カグヤ先輩とリリアちゃんがミュートにしたのを確認して私もミュートにする。……自分で説明してて、改めてカグヤ先輩の作戦の緻密さに驚かされる。

 

「防衛戦に強いけど少数の軍隊で拠点を奪えなければ負け」というルールの中では「どの拠点を奪って、どの拠点を攻めさせるか」の主導権を握るのが大事になる。だからこそ、カグヤ先輩はハッタリの作戦会議をして「奪いたい拠点の防衛力を削る」ことと、そして私が海を移動する囮になることで「拠点陥落の報復戦の矛先を北の拠点に限定させる」ことに成功した。

 

さらに、カグヤ先輩本人が動かないことで私を追いかける戦力とミディアックス側の拠点防衛に割く戦力を分散させて、結果的に私とリリアちゃんが合流すれば北の拠点の防衛は勝てるであろう戦力しか追ってきていない。

 

さらに、さらに。
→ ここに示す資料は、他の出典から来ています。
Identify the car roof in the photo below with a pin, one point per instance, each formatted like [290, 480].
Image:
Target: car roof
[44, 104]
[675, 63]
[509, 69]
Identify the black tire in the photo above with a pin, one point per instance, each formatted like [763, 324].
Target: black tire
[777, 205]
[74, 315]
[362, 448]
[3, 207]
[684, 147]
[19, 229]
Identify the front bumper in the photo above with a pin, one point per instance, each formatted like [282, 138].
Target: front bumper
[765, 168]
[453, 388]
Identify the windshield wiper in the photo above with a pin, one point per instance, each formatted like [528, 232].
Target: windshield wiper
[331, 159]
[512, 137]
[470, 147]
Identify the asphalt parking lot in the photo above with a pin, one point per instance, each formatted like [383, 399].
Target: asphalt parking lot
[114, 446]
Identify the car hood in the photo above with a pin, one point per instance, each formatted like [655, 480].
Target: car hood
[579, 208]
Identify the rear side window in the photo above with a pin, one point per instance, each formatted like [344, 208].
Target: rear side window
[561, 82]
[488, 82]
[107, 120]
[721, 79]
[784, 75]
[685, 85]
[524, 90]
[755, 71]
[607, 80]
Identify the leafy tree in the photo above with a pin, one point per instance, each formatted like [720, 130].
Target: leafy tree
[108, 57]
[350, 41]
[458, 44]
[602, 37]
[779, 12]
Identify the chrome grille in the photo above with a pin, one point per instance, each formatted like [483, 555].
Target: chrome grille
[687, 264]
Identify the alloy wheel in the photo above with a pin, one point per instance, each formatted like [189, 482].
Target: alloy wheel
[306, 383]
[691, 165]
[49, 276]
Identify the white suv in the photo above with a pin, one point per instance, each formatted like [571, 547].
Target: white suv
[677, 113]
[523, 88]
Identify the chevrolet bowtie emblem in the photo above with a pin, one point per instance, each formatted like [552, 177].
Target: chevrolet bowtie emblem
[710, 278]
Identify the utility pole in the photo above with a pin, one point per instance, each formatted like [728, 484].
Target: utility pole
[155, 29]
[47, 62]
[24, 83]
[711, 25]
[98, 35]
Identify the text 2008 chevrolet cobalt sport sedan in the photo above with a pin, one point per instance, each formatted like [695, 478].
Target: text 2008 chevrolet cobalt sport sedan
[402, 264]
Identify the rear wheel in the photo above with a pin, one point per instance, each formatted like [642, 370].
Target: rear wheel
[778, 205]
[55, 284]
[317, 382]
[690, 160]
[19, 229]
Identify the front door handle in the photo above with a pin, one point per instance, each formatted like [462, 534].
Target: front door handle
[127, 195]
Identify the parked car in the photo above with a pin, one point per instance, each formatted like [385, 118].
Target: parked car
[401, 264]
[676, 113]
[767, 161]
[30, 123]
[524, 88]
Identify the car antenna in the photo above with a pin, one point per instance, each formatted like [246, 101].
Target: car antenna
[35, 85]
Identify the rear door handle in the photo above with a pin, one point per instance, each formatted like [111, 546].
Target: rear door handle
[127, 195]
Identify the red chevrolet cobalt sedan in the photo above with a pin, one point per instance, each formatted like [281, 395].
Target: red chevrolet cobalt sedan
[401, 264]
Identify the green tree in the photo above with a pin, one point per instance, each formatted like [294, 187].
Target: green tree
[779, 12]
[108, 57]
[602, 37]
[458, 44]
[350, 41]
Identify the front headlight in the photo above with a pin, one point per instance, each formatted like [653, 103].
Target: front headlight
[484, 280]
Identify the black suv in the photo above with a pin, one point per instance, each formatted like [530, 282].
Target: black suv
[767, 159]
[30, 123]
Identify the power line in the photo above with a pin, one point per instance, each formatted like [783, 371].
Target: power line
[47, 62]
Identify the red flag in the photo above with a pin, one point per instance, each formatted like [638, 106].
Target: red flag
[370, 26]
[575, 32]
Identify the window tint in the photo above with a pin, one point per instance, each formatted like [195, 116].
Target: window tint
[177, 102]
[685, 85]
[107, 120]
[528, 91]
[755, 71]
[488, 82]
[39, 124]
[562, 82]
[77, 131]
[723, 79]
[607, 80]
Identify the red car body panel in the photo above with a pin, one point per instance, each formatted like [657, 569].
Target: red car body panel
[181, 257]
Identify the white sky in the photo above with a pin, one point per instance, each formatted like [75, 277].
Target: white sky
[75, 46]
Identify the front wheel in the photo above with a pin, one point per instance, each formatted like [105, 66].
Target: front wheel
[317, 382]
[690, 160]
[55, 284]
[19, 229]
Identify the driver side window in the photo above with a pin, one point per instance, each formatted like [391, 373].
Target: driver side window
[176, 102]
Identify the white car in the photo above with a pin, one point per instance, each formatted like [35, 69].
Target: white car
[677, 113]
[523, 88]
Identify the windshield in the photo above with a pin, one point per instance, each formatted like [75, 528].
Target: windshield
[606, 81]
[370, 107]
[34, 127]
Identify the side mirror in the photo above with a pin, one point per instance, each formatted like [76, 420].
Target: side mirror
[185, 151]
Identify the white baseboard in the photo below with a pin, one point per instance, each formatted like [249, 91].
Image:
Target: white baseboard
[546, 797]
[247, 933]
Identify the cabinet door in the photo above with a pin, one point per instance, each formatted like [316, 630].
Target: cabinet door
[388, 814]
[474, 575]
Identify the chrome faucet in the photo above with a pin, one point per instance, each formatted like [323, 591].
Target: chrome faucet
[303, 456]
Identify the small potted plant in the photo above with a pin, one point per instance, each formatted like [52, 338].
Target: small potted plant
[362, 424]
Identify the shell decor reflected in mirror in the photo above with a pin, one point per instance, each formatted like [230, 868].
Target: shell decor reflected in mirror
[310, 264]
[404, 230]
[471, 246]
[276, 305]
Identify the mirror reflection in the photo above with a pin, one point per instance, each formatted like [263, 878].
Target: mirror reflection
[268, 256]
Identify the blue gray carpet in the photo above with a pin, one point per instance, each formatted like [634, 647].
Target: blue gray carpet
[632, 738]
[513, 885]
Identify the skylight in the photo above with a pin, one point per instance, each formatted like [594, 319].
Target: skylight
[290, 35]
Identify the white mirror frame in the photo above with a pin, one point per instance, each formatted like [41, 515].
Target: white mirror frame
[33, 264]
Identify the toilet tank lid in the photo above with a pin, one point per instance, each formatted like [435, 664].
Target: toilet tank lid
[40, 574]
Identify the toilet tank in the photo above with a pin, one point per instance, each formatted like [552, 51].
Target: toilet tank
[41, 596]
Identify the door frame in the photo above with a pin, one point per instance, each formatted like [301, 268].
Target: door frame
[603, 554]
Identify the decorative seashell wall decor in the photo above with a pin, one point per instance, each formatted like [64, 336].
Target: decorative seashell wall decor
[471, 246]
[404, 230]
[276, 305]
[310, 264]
カグヤ先輩の本隊と私の別動隊が合流すればミディアックスの拠点をもう1つ落とせるかもしれない。

 

 

「……今後カグヤ先輩には逆らわないようにしよ」

 

 

とにかく、味方になったら星織カグヤさんほど心強い先輩はいない。

 

 

そんな先輩のお役に立つためにも、しっかり作戦を遂行しなければ。まずは、私の拠点に残ってくれている視聴者さん達にカグヤさんと合流して貰わないといけない。そのためには、私以外に視聴者さん達、もとい東雲マリア別動隊の統率をしてもらわないといけない訳で……

 

 

「と、いうことでAsariママ、別動隊の先導をお願いしまーす」

 

 

私は今回のゲームに参加している明里さんに声を掛ける。

 

別動隊を動かすことが決まった段階で明里さん、ことAsariママには別動隊の指揮をお願いしていた。Asariママであればモデレーターだし、コメント投稿もできるしで色々と動きやすいし、私の視聴者さん、特にメンバーシップに入っている人達でAsariママを知らない人はいない。コメント欄が見れないからAsariママや別動隊の視聴者さん達の反応は分からないけど、きっと大丈夫。だって、明里さん、めっちゃこのゲームの練習してたし。